Ensayos Western blot Los análisis Western blot se realizaron usando procedimientos estándares. Los medios empleados libres de suero fueron concentrados diez veces usando Centricon 10 (Amicon, Inc. , Beverly, MA) y se sometieron a SDS/PAGE usando un gel al 12% (Bio-Rad, Inc. , Melvilie, NY). Para fines analíticos, se realizó SDS/PAGE en un Pharmacia PhastSystem usando geles de gradiente 8-25%. Después de la electroforesis, las proteínas se transfirieron sobre membrana de nitrocelulosa y se bloquearon durante la noche a 4°C con 2% de leche descremada deshidratada en PBS. Las manchas se enjuagaron y luego incubadas con anticuerpo primario (1 : 1000 dilución de ascitis, o 1 µg/ml de mAbs purificados o Abs policlonales) durante 1 hora a 22°C. Las manchas se lavaron entonces y se incubaron durante 45 minutos con anticuerpo secundario (HRP anti-ratón de cabra o HRP anti-conejo de cabra, 1 :500, Jackson Immunosearch Laboratories, Inc. , West Grove, PA). Las bandas inmunoreactivas fueron detectadas al desarrollar la mancha usando DAB (Sigma, St. Louis, MO) más H2O2 o al usar el sistema ECL (Amersham, Buckinghamshire, Inglaterra) de acuerdo a las instrucciones del fabricante.

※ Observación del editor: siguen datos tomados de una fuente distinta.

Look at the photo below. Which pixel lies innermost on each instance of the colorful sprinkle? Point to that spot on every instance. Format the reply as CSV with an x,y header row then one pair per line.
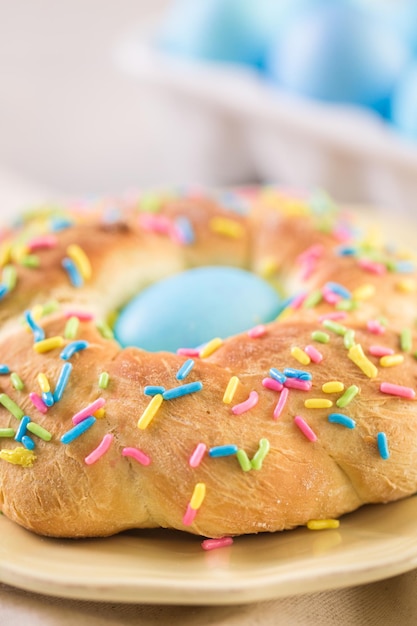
x,y
150,411
72,348
185,369
393,390
101,449
305,428
248,404
357,356
230,390
78,430
343,420
347,397
197,455
182,390
88,410
137,454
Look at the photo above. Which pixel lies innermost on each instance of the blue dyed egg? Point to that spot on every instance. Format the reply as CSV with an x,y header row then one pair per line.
x,y
193,307
335,52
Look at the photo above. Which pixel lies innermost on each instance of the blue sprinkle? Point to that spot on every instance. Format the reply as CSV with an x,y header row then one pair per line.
x,y
340,418
153,390
72,348
21,431
382,443
62,381
338,289
186,230
74,275
277,375
28,442
185,369
38,332
219,451
48,398
182,390
78,430
60,223
290,372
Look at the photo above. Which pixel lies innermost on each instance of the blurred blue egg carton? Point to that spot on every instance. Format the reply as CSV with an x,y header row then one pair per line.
x,y
306,93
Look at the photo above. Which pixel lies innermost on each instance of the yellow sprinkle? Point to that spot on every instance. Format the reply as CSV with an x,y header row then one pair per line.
x,y
364,292
150,411
81,260
43,383
321,524
210,347
318,403
198,496
407,285
230,390
48,344
301,356
391,359
333,386
18,456
226,226
356,355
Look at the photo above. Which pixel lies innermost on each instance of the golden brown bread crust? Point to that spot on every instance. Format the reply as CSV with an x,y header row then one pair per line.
x,y
304,475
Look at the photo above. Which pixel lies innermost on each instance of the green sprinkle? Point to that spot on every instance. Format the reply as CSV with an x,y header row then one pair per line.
x,y
339,329
320,336
39,431
16,381
103,381
7,432
9,277
260,455
406,340
11,406
313,299
71,328
244,461
349,339
30,260
105,330
347,397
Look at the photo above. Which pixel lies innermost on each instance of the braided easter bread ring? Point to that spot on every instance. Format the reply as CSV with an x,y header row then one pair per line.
x,y
305,418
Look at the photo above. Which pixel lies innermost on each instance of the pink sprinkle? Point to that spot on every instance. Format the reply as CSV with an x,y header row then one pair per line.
x,y
375,327
213,544
137,454
197,455
189,516
42,243
305,428
83,316
101,449
334,316
89,410
398,390
296,383
281,403
271,383
257,331
297,302
380,351
372,266
248,404
38,402
314,354
188,351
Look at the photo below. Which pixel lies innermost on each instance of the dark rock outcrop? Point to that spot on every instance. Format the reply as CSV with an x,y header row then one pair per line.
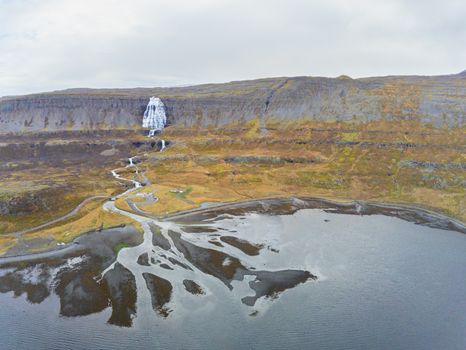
x,y
439,100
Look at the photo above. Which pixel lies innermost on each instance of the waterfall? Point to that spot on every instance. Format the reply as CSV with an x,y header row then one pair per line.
x,y
154,116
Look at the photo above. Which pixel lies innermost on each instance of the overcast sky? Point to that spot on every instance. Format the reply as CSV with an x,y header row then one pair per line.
x,y
56,44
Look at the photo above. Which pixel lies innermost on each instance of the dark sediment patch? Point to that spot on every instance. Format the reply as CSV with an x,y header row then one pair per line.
x,y
158,239
143,259
193,288
243,245
35,292
217,243
271,283
161,291
288,206
209,261
122,290
198,229
73,274
166,267
179,263
80,293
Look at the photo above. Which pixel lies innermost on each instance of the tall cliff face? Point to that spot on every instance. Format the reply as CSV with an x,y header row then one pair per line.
x,y
437,100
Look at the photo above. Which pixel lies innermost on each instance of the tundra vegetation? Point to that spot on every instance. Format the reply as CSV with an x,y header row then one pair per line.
x,y
396,161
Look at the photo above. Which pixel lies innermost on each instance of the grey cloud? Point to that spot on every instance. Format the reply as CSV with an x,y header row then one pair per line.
x,y
55,44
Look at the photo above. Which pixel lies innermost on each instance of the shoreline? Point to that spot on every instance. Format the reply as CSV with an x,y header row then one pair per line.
x,y
413,213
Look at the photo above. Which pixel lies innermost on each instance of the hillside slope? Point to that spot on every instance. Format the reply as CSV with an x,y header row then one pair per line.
x,y
439,100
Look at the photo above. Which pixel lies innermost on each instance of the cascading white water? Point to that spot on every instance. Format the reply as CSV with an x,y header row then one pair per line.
x,y
154,116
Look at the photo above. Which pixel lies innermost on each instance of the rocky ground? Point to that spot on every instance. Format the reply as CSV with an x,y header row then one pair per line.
x,y
46,177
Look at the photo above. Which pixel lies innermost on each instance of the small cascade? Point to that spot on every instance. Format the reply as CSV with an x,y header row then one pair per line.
x,y
154,116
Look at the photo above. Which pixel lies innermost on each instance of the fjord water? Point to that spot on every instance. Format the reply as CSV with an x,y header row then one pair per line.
x,y
382,283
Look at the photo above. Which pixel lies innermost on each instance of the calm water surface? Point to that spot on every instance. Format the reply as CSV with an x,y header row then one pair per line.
x,y
382,283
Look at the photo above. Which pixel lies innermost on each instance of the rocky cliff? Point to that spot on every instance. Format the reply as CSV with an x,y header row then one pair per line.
x,y
439,100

Formación de complejo covalente Para probar la formación de complejo covalente, se incubó 0.175 µM de hK2 con 20 µM de inhibidor a pH 8 en amortiguador de borato 100 mM. Los inhibidores probados fueron 1 -antiquimotripsina (ACT), 1 -antitripsina, 1 -antiplasmina, antitrombina y 2-macroglobulina (MG). A 5 µl de hK2 (10 µg/ml) se adicionaron los µg calculados de inhibidor preparado en amortiguador de borato 100 mM y, si fue necesario, cada muestra se llevó a un volumen total de 10 µl. Las muestras se incubaron durante 3 horas a 37°C sobre lo cual se adicionó 1 .5 µl de amortiguador de muestra 7 X PhastSystem SDS conteniendo 35% de 2-mercaptoetanol y la muestra se hirvió durante 3 minutos en un baño de agua. Las muestras se diluyeron 1/4 en amortiguador de muestra SDS antes de la aplicación a los análisis Western y SDS/PAGE.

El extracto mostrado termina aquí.